EVERY GENRE PROJECT - October 16 - Celtic Chant
Genre of the Day - Celtic Chant
Album of the Day - In Praise of Saint Columba: The Sound World of the Celtic Church by the Choir of Gonville & Caius College, Geoffrey Webber & Barnaby Brown (2014)
Some sort of trend about interpreting ancient wisdom and that which has been lost to the sands of time or displaced long ago seems to be emerging recently on this column, between yesterday’s Canterbury scene and Sunday’s ancient Egyptian music. There are no certainties about the future, there’s little certainty about the past either; the process of history-making simply entails coalescing a set of happenings into conclusions and patterns that carry meaning. Perhaps I should take this as a reminder to simply do what I can in the present and surrender to the past’s and future’s inevitabilities, a pertinent message as I deal with a modern blitzkrieg of bureaucratically-induced stress this week.

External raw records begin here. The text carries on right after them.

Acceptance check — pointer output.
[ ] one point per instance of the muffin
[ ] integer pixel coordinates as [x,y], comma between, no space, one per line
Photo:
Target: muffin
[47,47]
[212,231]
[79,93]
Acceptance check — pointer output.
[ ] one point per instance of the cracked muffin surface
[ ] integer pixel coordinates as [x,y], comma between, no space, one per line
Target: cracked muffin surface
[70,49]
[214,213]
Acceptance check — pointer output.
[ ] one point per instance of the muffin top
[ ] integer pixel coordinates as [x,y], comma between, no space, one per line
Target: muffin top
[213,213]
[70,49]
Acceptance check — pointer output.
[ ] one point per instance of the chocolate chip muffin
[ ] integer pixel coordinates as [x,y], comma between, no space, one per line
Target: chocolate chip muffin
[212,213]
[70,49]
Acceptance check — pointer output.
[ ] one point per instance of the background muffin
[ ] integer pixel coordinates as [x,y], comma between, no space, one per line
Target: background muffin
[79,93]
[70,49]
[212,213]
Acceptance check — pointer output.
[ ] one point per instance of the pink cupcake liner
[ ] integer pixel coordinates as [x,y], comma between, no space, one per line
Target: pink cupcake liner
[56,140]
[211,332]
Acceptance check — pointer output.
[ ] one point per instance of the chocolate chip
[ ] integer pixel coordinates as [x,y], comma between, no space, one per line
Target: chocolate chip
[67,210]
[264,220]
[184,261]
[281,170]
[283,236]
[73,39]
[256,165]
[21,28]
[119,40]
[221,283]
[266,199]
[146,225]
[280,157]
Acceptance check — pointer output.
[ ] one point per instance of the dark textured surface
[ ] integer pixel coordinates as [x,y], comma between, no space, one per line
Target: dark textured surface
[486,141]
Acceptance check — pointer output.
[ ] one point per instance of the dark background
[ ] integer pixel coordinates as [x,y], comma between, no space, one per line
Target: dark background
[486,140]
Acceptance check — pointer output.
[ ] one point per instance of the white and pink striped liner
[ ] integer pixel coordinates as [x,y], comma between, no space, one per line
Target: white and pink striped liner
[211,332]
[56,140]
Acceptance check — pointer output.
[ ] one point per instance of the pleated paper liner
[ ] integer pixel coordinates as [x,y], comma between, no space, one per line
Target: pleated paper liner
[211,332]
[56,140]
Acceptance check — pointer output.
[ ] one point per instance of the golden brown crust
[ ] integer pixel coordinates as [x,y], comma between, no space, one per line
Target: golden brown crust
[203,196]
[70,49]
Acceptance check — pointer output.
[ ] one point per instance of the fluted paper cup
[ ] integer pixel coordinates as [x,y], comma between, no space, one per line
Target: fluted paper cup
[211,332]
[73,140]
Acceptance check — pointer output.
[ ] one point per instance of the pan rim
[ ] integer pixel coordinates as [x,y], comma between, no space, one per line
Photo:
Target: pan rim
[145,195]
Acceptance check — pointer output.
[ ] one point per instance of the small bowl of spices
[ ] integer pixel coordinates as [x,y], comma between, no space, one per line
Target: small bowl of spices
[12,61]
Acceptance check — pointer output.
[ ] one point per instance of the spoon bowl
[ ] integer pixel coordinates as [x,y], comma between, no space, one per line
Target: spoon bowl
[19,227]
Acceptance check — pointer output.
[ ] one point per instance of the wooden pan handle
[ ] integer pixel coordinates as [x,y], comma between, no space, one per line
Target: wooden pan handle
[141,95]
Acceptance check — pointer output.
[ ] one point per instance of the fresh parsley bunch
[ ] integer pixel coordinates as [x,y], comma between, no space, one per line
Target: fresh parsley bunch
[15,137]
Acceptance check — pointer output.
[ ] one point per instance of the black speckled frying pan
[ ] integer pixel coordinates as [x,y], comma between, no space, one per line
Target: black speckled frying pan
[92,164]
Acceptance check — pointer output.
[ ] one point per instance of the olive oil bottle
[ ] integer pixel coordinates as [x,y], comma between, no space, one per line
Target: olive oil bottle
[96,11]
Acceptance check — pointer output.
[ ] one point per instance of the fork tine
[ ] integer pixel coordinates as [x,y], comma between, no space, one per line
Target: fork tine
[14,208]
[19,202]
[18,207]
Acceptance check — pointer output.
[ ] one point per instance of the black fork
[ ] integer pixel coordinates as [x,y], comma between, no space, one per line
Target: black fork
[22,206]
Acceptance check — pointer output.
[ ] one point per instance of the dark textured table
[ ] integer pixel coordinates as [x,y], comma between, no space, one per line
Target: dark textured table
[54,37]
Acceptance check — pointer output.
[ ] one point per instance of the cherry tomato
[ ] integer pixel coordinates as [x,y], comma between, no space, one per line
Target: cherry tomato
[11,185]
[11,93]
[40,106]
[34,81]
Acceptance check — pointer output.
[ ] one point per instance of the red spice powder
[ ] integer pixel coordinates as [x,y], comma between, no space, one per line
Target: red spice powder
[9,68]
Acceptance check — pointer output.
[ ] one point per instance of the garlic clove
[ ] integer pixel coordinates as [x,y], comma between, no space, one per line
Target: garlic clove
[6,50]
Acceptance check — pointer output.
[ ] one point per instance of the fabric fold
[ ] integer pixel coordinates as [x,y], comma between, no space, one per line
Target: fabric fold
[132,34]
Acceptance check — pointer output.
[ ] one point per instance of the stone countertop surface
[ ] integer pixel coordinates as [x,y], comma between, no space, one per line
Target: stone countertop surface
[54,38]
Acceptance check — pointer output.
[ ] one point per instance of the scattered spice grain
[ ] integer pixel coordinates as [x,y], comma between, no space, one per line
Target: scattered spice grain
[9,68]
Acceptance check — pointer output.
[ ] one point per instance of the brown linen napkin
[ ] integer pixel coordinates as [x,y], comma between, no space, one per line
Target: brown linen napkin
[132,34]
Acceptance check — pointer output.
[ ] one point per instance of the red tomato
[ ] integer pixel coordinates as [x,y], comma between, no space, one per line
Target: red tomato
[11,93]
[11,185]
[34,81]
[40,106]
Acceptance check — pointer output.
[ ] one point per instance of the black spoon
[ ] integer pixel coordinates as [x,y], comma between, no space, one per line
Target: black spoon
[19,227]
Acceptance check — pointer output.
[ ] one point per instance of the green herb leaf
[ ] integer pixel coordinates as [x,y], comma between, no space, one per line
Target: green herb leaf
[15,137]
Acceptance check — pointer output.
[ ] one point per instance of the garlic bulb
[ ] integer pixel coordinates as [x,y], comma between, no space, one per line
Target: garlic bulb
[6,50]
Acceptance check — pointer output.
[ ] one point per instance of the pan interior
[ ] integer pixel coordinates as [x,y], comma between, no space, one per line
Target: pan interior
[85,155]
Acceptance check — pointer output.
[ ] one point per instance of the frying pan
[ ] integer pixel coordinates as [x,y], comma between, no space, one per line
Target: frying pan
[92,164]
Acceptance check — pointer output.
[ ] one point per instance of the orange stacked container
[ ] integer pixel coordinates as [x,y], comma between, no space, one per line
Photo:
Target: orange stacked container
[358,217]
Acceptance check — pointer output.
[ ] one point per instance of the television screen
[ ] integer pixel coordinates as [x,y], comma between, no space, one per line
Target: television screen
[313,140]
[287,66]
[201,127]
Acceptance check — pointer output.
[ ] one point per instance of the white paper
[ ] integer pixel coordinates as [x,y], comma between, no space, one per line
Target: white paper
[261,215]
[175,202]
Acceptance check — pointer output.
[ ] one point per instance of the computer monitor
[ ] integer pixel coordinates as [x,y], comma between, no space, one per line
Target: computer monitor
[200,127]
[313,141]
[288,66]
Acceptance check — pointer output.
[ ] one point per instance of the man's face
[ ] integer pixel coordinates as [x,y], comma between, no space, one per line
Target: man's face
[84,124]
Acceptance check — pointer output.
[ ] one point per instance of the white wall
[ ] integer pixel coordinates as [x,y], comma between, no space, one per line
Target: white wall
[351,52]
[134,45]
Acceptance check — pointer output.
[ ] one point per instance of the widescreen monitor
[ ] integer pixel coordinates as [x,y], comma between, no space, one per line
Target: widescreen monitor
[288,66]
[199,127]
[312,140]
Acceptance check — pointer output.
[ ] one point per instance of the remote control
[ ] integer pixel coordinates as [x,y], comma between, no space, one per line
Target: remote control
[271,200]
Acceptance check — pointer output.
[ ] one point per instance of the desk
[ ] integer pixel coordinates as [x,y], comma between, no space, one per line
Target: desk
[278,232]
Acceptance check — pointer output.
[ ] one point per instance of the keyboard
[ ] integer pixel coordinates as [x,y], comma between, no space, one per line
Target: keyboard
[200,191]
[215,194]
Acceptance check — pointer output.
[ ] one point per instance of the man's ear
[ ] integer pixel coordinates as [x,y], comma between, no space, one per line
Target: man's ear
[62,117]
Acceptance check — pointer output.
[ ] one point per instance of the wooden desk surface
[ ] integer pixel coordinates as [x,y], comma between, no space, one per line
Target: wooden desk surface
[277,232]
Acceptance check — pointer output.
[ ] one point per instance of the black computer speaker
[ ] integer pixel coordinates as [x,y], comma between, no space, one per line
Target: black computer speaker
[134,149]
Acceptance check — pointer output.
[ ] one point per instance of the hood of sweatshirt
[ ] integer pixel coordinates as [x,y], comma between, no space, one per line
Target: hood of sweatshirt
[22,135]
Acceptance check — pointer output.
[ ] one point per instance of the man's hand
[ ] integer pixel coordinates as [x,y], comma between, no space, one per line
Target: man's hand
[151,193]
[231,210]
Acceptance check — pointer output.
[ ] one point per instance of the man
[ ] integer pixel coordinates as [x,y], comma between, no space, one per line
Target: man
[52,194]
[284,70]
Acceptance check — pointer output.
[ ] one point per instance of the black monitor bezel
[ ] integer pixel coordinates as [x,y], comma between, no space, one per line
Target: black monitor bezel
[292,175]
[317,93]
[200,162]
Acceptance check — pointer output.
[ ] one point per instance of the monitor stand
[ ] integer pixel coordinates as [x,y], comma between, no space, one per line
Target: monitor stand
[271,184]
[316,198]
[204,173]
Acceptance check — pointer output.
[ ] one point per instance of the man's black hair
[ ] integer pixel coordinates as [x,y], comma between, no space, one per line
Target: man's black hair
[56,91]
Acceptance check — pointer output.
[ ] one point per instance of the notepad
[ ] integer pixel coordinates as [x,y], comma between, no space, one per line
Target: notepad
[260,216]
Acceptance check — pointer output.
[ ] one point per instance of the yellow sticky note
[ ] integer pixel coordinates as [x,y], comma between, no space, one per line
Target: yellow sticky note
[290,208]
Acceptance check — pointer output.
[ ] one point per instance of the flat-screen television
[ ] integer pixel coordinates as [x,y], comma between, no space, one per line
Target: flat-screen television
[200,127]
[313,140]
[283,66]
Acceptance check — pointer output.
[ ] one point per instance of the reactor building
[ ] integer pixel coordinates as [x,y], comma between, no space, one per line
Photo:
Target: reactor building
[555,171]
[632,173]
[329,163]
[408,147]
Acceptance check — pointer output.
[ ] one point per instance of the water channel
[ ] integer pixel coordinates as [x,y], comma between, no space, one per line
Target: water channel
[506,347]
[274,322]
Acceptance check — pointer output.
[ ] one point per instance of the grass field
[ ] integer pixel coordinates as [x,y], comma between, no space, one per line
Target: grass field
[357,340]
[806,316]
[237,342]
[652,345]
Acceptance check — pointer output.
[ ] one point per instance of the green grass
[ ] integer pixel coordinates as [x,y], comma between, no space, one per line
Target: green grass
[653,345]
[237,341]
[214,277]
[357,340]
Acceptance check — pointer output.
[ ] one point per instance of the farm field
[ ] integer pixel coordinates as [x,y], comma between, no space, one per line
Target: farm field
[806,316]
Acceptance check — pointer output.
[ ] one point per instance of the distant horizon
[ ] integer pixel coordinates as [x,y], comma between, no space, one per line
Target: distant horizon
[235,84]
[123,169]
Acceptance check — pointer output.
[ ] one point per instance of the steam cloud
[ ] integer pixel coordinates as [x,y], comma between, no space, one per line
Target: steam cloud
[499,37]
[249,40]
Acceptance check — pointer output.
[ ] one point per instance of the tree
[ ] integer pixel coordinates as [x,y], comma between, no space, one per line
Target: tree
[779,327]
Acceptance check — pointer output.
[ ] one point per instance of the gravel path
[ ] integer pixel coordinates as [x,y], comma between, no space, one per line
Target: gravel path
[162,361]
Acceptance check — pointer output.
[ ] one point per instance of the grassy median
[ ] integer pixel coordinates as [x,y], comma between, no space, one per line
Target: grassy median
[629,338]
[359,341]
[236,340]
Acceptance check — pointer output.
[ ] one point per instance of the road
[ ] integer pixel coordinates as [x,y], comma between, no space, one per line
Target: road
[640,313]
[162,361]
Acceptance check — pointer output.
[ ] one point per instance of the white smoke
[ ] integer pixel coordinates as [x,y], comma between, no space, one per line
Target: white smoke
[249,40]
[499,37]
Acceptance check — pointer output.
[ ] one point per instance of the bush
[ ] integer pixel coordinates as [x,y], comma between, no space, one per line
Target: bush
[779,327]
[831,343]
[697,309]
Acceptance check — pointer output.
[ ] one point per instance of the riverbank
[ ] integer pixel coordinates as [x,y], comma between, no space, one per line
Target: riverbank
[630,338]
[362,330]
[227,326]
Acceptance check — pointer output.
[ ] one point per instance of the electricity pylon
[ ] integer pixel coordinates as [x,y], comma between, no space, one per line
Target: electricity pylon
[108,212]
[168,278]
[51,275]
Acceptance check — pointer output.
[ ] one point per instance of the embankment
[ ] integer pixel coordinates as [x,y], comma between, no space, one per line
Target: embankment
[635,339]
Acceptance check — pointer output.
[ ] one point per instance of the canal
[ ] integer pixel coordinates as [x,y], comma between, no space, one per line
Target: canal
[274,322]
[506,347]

Gregorian chant, which most often carries the weight of our understanding of medieval European music, obscures several well-established regional strains of liturgical chant traditions across the continent thriving before its takeovers. It reminds us of a European history that was lost over the rise of empires and nation-states, surviving in small pockets today like in the Basque country and, of course, in Celtic cultures. Irish culture has long run parallel to the dominant colonial forces of England and of western Europe in general. This makes it something of a countercultural hero today (expressed on Twitter as sometimes the side chick is the proud and gorgeous nation of Ireland), but this dates back hundreds of years. For example, one 7th-century dispute between the Celtic Church and the Papacy saw Ireland’s traditional lunar dating of Easter supplanted by Rome’s solar dating; forced concessions and the resistance they generated have long marked the country’s history alongside those of the other Celtic nations.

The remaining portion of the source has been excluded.